А тут все сложилось! И началась новая жизнь: поездки по миру, красивые вещи, хорошие машины. Сын окончил хорошую гимназию, поступил в Висконсинский университет. Начали строить дом по своему собственному проекту. Все рассчитали, где, что и как: комната для мамы, комната для помощницы, конечно, для сына и даже для внуков. Сами сажали цветы и деревья, сами стригли газон. Мы очень любили свой дом, очень холили каждый уголок, каждую веточку, каждый цветочек. Радовались первому яблочку, мелкому, кислому. – Вспоминая, она улыбнулась. – Ну а потом эта беда. В госпитале я молила бога об одном – только бы он остался на этом свете. В любом виде, в любом состоянии, только бы жил! Мне сразу сказали – ходить он не будет. Но с головой и с руками все хорошо. Боже, как я была счастлива! Он будет жить, будет работать, читать, смотреть фильмы, слушать музыку! Он будет рядом, со мной! В те минуты мне казалось, что счастливей меня нет на всем белом свете. Да, собственно, так все и есть: он жив, и он со мной. – Мила помолчала, потом через силу продолжила: – А после начались наши мытарства. Пять операций: Германия, Америка, Израиль. Все без толку, муж так и не встал. Конечно, мы продали дом. Деньги, деньги, везде и повсюду. А бизнес… – Нахмурившись, Мила посмотрела в окно. – А бизнес, как часто бывает, у нас отобрали. Все по классическому сериальному сценарию – отобрал партнер и, самое главное, близкий приятель. Воспользовался моментом и, как говорят, отжал. Большого труда это не стоило. Дом продали, а денег все равно не хватало – операции, реабилитации, доктора, переезды, гостиницы. Все стоило колоссальных, неподъемных денег! Тогда мне снились кошмарные сны – я граблю банк, представляете? Я, законопослушный гражданин, не нарушающий правил дорожного движения, граблю банк! Это из подсознания. Верите, я была к этому почти готова! Только чтобы спасти мужа. А как не хотелось продавать дом!

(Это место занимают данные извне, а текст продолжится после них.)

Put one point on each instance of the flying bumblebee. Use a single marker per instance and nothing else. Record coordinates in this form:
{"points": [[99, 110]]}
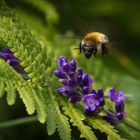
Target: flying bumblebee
{"points": [[92, 43]]}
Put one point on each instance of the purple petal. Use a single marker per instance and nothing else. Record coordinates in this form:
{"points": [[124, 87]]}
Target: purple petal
{"points": [[61, 61], [79, 79], [119, 107], [71, 74], [92, 107], [72, 64], [65, 67], [80, 71], [86, 107], [61, 90], [71, 82], [96, 102], [85, 79], [100, 93], [1, 55], [60, 74], [74, 99], [13, 62], [120, 115], [112, 95], [111, 120], [6, 50], [85, 90], [101, 102]]}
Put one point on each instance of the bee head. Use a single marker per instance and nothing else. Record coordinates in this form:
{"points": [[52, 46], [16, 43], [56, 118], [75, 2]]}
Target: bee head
{"points": [[88, 49]]}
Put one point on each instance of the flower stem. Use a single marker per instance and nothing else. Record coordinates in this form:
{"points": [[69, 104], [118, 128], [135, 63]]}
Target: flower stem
{"points": [[16, 122]]}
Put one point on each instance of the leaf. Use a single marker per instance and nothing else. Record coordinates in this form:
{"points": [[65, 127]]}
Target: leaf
{"points": [[76, 117]]}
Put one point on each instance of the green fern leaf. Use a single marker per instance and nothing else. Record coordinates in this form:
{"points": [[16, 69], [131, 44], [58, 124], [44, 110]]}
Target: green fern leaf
{"points": [[26, 97], [76, 117]]}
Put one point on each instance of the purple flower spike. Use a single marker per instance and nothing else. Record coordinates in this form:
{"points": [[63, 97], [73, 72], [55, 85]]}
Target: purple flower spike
{"points": [[90, 102], [62, 60], [6, 50], [74, 98], [72, 65], [116, 97], [13, 62], [80, 71], [110, 119], [60, 74], [78, 86]]}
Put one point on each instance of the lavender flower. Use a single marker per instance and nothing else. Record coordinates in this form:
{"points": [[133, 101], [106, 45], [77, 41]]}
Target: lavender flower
{"points": [[78, 87], [70, 78], [118, 98], [90, 103]]}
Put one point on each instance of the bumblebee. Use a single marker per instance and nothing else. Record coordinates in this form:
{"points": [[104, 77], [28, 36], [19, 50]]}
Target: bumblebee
{"points": [[92, 43]]}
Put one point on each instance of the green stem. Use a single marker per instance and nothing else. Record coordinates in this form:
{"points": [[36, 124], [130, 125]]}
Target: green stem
{"points": [[16, 122]]}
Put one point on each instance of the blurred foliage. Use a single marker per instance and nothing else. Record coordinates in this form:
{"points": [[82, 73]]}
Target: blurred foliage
{"points": [[59, 23]]}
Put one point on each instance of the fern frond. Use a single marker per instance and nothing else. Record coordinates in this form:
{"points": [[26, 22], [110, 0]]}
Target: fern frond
{"points": [[25, 47], [103, 126], [76, 117], [8, 80]]}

Мы оба чуть не плакали. Это же наше детище, наше гордость! К тому же за городом мужу было легче – нам всем было легче! Почти в любую погоду он спал на террасе, на улице. А наш партнер и близкий приятель… Он все время врал. Врал, что деньги вот-вот будут, что он получил хороший заказ. Да не о чем говорить, сплошное вранье. И он оказался подонком, конченой сволочью.
После продажи дома мы переехали в старую московскую квартиру. Нет, она нормальная, слава богу, еще до всего мы успели там сделать ремонт. Но после дома, простора, леса на участке… Вы понимаете.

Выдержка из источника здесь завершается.